Poor social contract
The social contract is the unwritten but compelling reciprocal commitment between the firm and the individual. Under the old social contract, individuals provided loyalty and engagement and in return the corporation protected their job. This contract disappeared with the pressure surge of hyper-competition. Yet, companies require a level of engagement that goes well beyond just fulfilling the rules. Rule fulfillment is less and less sufficient to confront the increasingly complex problems faced at all company levels. Hence the slogans on collective mobilization, identifying with the company's mission, and the importance of a shared vision. Yet, when things go wrong, one is invited to go share elsewhere.

A substitute social contract has then emerged: performance for employability. The individual commits to developing or implementing high performance strategies, and in return the corporation maintains their employability on the job market by developing their skills. This is often a poor social contract, so contributing to disengagement. Its main weakness is the inability of companies to maintain employability due to management roles that are too disconnected from people development. Extra-incentives have a twofold objective that they imperfectly fulfil: on a day-to-day basis, to buy the engagement that the organization does not intrinsically generate; over time, to make up – “compensate” – for a poor substitute social contract.

Tackling the real issue
In a nutshell, the problem is the contradiction between the organization’s growing need for the engagement of its members, and its frequent incapacity to obtain such engagement without over-promising. How can a company produce, in a sustainable way, through its very operations and organization, the engagement it needs?

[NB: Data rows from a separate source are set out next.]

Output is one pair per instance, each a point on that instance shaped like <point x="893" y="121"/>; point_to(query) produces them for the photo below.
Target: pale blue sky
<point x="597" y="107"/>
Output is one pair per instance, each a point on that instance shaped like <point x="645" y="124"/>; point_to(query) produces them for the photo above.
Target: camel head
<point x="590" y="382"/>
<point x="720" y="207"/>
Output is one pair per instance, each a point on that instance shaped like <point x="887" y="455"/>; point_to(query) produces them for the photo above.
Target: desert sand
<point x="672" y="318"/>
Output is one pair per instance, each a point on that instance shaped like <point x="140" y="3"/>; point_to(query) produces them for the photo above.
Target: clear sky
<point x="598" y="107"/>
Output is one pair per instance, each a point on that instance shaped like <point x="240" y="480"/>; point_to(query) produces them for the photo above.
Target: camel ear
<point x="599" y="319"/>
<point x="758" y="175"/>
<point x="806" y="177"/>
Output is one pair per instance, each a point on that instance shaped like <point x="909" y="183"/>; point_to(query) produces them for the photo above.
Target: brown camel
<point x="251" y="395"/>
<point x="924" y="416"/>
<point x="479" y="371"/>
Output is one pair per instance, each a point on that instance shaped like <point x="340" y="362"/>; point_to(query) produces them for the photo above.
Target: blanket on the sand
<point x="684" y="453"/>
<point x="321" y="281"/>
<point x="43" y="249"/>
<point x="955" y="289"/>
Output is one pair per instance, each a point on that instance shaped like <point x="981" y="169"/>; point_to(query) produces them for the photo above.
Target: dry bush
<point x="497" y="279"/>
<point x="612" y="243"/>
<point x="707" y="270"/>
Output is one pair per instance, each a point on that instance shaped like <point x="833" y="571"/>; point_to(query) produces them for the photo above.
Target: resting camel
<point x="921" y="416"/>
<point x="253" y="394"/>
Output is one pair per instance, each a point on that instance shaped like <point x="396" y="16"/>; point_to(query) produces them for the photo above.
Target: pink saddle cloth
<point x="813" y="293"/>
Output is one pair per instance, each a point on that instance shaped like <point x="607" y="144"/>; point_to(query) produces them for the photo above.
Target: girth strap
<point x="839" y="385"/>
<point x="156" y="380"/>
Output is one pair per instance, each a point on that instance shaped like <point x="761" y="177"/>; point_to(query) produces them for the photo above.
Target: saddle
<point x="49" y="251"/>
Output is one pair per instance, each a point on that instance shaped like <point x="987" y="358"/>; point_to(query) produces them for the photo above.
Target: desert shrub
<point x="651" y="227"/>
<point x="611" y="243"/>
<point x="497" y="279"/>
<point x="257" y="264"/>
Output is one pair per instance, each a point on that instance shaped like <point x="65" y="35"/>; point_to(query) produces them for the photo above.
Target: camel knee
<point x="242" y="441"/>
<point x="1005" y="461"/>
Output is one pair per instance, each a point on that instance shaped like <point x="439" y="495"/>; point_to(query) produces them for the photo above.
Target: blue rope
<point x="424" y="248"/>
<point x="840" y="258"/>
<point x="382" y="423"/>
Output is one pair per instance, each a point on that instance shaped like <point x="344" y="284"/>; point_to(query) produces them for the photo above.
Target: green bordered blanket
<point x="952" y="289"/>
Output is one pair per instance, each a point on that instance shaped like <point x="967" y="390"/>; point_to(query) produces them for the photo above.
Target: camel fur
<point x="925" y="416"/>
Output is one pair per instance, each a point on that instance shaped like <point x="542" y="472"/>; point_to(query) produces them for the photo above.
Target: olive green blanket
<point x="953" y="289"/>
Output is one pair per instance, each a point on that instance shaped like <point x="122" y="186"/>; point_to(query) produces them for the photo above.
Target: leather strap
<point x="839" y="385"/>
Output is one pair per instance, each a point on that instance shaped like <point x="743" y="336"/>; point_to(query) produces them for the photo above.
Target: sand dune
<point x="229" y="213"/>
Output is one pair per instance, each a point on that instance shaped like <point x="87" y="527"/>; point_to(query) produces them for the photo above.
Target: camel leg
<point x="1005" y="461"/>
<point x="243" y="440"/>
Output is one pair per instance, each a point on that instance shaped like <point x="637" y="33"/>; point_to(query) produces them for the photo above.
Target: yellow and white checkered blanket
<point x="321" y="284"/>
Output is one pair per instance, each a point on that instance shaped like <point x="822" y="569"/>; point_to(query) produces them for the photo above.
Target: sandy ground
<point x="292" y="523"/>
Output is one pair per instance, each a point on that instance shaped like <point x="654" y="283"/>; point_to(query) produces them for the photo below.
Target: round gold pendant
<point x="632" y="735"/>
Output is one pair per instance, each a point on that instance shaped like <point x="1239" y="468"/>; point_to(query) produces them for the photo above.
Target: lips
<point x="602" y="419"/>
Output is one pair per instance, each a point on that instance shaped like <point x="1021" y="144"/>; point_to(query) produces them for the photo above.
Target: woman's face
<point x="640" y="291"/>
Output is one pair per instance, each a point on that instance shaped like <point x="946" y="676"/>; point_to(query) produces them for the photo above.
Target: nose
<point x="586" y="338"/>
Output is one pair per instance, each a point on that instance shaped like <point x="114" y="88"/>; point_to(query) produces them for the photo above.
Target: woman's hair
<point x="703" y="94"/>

Firstly, by keeping a firm hand on its growth trajectory.It is elusive to decree growth. But to be led by growth is hardly preferable. The more growth is uncontrolled, the greater the risk of ups and downs.

Secondly, by developing productivity as one of the most sustainable protections against competition. The issue is not so much individual productivity. The individual is often the bottleneck of productivity improvement, having already been put under maximum tension through the progress of flexibility and the elimination of dead times. The new front is collective productivity, i.e. cooperation. This requires going beyond all the incentive schemes based on individual performance metrics. Cooperation, one of the most valuable behaviors, cannot be measured.

Thirdly, by transforming the role of management. When managers are distanced from operations by complicated and over-stratified structures, when they spend 40% of their time writing reports, and then 30% in coordination meetings, they cannot perform their real work, notably developing people. Management has become abstract, and abstracted from its real job. Management must be provided with the means to do its concrete work: direct knowledge of operations rather than the surface of KPI-monitoring to which it is confined; real power rather than virtual or dotted-line org charts; and, instead of the sophisticated gloss over "leadership styles", a leadership rooted in incarnated values.